Parmi les plats maigres servis, on retrouve souvent la carde et le céleri, le choux-fleurs, les épinards et la morue, l’omelette, les escargots, la soupe à l’ail, mais jamais de viande uniquement des poissons, des coquillages, des gratins, des légumes, des soupes, de l’anchoïade. La seule abondance est celle des treize desserts.

Les Treize desserts
Les treize desserts sont dégustés au retour de la messe, ils resteront sur la table pendant les 3 jours suivant, jusqu’au 27 Décembre. Leur présence assure une riche panoplies de symboles chrétiens, juifs et même païens dans un syncrétisme émouvant : les 4 mendiants : figues sèches (Franciscains), amandes (Carmélite), raisins secs (Dominicains) et noix (Augustins),les dattes symbole du Christ venu de l’Orient, les nougats (le noir et le blanc, symbole de la vie avec ses bons et mauvais jours), la fougasse à l’huile d’olive symbole de la foi, la pâte de coing ou fruits, confits, symboles de l’amour maternel, les oreillettes symboles de la consolation, les fruits frais, mandarines, oranges, poires, raisins et melons d’hiver conservés pour cette occasion, symboles du renouveau de la nature.

La Provence première terre chrétienne de France.
C’est par la Provence que la France fut christianisée. Les traces de cette présence chrétienne antique sont très nombreuses. Elles se rapportent aux vies de Marie-Madeleine, sainte patronne de la Provence, de sa sœur Marthe et de son frère Lazare, le « ressuscité », qui est depuis toujours considéré comme le premier évêque de Marseille, ainsi que de leurs compagnons, Maximin, Victor, Marie-Salomé, Marie-Jacobé, Sarah, Marcelle… qui furent tous des contemporains du Christ. Arrivés par bateau aux Saintes-Maries-de-la-Mer, les signes de leur passage en Provence sont nombreux, cohérents et de nature variée en beaucoup de lieux comme à Marseille et aux Aygalades (Marie-Madeleine, Lazare), à Tarascon (Marthe), à Aix-en-Provence (Maximin, premier évêque, et Sidoine, second évêque), à la Sainte-Baume (Marie-Madeleine), à Pignans (Nymphe, sœur de Maximin), à Apt (sainte Anne), à Saint-Maximin (Marie-Madeleine et  Maximin). La Basilique Sainte Marie-Madeleine est considérée comme le troisième tombeau de la Chrétienté après le Saint-Sépulcre de Jérusalem et ceux des Apôtres Pierre et Paul à Rome.
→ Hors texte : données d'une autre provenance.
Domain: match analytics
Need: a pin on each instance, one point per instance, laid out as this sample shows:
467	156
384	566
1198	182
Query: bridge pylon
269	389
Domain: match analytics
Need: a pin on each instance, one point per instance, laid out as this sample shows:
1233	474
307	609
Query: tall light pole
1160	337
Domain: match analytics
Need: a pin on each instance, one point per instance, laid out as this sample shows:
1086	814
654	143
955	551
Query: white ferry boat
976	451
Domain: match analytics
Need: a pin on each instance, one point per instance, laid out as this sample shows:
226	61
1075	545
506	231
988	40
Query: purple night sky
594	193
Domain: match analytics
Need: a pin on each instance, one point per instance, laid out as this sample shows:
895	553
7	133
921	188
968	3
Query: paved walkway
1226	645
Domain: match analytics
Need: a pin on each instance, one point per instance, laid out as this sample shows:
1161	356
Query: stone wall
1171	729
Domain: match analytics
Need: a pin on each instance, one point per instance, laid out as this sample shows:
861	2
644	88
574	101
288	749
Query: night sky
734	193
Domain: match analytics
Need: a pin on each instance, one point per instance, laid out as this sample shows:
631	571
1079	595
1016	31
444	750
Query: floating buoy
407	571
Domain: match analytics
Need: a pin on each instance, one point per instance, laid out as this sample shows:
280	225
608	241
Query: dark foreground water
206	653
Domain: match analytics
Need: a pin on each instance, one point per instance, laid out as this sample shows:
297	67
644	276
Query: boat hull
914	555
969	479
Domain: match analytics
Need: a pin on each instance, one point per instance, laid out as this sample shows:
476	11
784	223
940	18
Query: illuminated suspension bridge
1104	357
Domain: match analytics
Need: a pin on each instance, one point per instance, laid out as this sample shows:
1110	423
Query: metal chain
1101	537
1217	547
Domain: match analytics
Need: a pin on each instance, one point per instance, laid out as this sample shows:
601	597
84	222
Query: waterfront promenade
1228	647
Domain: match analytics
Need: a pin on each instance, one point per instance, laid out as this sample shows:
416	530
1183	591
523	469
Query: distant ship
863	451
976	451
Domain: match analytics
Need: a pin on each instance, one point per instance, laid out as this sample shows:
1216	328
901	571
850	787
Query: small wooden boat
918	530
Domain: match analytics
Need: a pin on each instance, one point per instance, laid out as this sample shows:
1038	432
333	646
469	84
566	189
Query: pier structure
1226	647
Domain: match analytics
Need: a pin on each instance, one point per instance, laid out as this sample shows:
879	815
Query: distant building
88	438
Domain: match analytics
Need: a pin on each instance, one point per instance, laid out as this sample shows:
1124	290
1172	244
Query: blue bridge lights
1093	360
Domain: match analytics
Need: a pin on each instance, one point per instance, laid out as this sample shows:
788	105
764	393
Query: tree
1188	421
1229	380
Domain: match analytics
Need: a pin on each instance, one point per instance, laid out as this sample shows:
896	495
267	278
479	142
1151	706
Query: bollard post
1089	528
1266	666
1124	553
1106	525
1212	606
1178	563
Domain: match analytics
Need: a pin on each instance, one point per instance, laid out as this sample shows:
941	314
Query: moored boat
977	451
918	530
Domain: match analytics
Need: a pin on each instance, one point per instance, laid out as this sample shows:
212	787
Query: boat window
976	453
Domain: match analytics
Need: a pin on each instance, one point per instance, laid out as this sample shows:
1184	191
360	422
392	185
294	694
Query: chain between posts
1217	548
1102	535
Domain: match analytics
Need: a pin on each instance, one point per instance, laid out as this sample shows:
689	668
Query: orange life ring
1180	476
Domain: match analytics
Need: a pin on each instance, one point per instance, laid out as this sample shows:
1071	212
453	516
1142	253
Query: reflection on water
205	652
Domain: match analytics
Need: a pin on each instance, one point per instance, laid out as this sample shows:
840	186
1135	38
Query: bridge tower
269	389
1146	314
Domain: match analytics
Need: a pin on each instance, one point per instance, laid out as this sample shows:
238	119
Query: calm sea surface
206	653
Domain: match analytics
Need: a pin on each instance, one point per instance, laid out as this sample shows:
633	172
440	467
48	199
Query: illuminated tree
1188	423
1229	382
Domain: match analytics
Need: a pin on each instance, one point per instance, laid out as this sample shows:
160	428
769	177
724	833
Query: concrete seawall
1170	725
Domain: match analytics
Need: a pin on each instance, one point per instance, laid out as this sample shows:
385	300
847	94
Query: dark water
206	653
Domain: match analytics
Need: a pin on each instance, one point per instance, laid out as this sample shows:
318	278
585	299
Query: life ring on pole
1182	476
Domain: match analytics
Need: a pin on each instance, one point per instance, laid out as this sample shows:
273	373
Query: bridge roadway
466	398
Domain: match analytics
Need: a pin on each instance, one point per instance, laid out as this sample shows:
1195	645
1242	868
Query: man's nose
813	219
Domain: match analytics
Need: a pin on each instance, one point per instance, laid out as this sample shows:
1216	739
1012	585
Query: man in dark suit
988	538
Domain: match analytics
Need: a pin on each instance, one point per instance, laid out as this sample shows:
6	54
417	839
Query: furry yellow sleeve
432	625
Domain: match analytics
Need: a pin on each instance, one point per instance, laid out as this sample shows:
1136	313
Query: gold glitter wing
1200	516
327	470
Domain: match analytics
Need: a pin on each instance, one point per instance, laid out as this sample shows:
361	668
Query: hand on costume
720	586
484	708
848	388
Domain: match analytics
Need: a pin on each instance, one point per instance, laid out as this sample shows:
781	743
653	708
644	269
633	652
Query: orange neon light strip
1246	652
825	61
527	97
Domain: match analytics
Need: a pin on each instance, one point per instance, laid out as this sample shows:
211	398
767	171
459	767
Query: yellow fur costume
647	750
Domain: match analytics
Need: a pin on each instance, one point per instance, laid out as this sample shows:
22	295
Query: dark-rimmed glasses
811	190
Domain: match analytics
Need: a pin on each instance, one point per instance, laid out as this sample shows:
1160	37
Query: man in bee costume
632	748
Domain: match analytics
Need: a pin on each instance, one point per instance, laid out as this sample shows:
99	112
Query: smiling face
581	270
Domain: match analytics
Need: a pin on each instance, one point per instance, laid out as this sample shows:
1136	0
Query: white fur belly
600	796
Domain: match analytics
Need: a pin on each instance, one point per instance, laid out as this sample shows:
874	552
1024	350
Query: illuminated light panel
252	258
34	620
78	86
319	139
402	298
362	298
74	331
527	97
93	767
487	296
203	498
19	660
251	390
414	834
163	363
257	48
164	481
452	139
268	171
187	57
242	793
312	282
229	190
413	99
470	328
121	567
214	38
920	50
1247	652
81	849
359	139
L’étude récente du sarcophage et la datation des reliques très exceptionnelles de Marie-Madeleine sont comme une confirmation des traditions orales et des écrits à ces sujets, en cohérence avec toutes les autres reliques, les traditions et la toponymie. Aucune autre région du monde ne revendique d’ailleurs ces saints importants.

La messe de Minuit.
Elle se déroule après le Souper, juste avant les 13 desserts. Ce moment important dans la vie des familles n’est bien évidemment pas une tradition spécifique à la Provence. Mais les provençaux ont fait de cette messe une véritable fête culturelle. Pendant la messe, on peut entendre des chants de Noël provençaux accompagnés de flutes galoubets et tambourinaires. La messe est parfois composée d’une crèche vivante où les personnages sont représentés par les habitants du village en costumes : la Sainte famille, Jésus, Marie, Joseph, les Rois Mages et les bergers.